By closing the seminary and moving the Logsdon School of Theology into to the College of Arts and Sciences, Hardin-Simmons may have seriously affronted donor intent. Several HSU donors learned the news about the seminary via an email sent after 8 p.m. on a Friday. One supporter particularly affected is the Logsdon family—whose 1982 gift to “train young ministers” provided the namesake for the School of Theology. Although Charles and Koreen Logsdon have since passed away, one wonders if HSU is honoring their legacy as they would have wished.
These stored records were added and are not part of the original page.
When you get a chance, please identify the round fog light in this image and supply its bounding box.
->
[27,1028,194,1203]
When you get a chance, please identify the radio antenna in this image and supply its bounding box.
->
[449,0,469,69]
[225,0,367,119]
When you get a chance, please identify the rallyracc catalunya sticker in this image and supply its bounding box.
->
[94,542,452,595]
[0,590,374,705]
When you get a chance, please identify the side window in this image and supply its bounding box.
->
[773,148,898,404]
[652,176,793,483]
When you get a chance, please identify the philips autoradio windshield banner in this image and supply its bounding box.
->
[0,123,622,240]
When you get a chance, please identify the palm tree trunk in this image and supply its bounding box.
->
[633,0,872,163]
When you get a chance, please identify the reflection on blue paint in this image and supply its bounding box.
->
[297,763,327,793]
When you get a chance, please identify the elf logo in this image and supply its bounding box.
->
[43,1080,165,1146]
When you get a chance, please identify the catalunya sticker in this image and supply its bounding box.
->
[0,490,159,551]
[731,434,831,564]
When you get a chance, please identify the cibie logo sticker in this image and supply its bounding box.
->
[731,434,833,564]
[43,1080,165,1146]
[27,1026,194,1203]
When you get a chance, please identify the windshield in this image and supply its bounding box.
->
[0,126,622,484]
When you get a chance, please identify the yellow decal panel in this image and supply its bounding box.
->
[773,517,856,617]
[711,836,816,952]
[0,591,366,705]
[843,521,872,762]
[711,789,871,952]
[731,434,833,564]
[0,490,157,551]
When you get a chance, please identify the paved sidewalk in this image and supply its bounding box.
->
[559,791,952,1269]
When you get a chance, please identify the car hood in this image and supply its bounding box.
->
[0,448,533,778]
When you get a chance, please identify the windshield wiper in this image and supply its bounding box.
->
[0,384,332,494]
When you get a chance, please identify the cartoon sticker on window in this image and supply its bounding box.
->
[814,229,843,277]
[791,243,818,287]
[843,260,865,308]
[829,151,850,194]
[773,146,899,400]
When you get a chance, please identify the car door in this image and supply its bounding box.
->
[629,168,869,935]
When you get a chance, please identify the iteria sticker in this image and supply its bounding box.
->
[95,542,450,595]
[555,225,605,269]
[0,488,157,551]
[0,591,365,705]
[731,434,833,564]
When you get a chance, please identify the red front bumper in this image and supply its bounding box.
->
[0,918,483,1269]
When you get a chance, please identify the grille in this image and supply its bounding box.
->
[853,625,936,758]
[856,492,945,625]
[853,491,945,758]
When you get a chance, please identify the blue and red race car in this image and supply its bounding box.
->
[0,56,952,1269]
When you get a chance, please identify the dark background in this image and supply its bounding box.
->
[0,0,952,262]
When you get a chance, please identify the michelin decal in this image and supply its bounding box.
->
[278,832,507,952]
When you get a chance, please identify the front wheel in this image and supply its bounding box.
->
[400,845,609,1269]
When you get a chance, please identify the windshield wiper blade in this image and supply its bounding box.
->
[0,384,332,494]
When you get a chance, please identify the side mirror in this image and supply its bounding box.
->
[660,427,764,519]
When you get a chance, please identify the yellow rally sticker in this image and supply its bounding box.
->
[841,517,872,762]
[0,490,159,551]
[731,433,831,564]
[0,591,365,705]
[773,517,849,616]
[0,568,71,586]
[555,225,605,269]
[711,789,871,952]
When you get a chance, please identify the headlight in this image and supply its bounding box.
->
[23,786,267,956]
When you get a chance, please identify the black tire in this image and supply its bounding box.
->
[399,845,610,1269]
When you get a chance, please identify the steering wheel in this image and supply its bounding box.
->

Now a devoted group of foundations and individuals that have supported the seminary for years may see their funds shifted toward the college of liberal arts, while the university moves forward with degree program cuts and lay-offs in the college of liberal arts to which they are transferring funds.
In an announcement to close the seminary and to end 22 degree programs at Hardin-Simmons, university leadership claimed that the re-organization is aimed “to position Hardin-Simmons favorably in an increasingly competitive marketplace.” The past few years have seen enough colleges close or merge that such an explanation meets little resistance, and that trend is likely to accelerate in the wake of the coronavirus outbreak.
But are these educational programs really the source of HSU’s budgetary woes? According to a 2018 finance survey, Hardin-Simmons University’s recent construction costs ran $11,847,370. Campus capital projects can be a risk in the best of times; when enrollments and funding are weak, they can turn disastrous. Administrative bloat is potentially another issue. According to the National Center for Education Statistics, salary outlays in “Management” and “Business & Financial Operations” categories increased modestly since 2012–13, before spiking 29.9% in 2018–19. In total, HSU’s administrative personnel costs rose 40.6% in the past seven years. For context, over the same period, expenditures on faculty salaries increased by a meager 3.5%.
One can’t help but wonder if spending cuts could have come from somewhere other than the storied Logsdon Seminary.
In one of my recent columns, I argued that budget cuts ought to be targeted at the unnecessary spending that occurs on so many campuses, not the academic programs that lie at the core of the university’s educational mission. There is danger that all too many schools will follow the trajectory seen at HSU. Perhaps this is also a lesson in the need for proactive stewardship of financial resources so that institutions can weather the sort of storms they are experiencing now with the coronavirus outbreak. The president of MacMurray College—a liberal arts school in Illinois that recently announced it will be closing permanently—was honest, frank, and brave in admitting that the institution’s financial woes pre-dated the pandemic, which came as a final, fatal blow. Bold college leadership is needed to streamline expenses so that essential, edifying programs like the Logsdon Seminary can continue.